94695217
My friend Micheal Herman (who is new to blogging but not to wikis) has added a really interesting point in my comments about the god/human division and Pilate’s role in the whole matter:
..there are those who’ve suggested that mao tse tung was a very high tibetan teacher, come to essentially take the karmic hit for busting the tibetan practices out of tibet so that the rest of the world could get at them.god messing in lives of people seems only to extend the division between god and people, no?
That is a very interesting perspective. I replied:
Maybe one way to think about the Christian story from that persepctive is to see Jesus as just that attempt the erase the division between God and human.
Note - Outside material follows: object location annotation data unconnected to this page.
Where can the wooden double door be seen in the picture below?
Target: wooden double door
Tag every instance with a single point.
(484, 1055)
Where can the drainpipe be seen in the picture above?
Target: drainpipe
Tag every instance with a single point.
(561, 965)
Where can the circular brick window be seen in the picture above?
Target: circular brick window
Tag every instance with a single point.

I mean if Jesus wasn’t a blended being, then it’s hard to imagine who would be.
Meanwhile, Bob Hunt adds that the Old Testament God creeping into the New Testament troubles him from time to time:
It is most definitely an echo of the Old Testament God – the God I find troubling. I feel a certain cognitive dissonance when I think of these different faces of God. I can’t help but think of God as infinitely compassionate, and yet we have countless examples of God behaving in ways that appear very cruel at worst, and unforgiving at best. I suppose I have come to a tentative resolution in this regard by realizing that God is Love, yes, but Love is not only beautiful and compassionate, but also fierce and seemingly unjust.
For me though this Pilate as Mao thing has me thinking that perhaps, from the Christian perspective, the exploitation of Pilate was in the service of a compassionate gesture for human kind. Without the execution of Jesus there is no way that his message would have got out of the circle of a dozen (11 at this point, thanks to Judas hanging himself) frightened friends of Jesus. The death and resurrection of Christ is the real showstopper for Christianity. Without that, Jesus is just another anarcho-rabbi sticking it to the Man.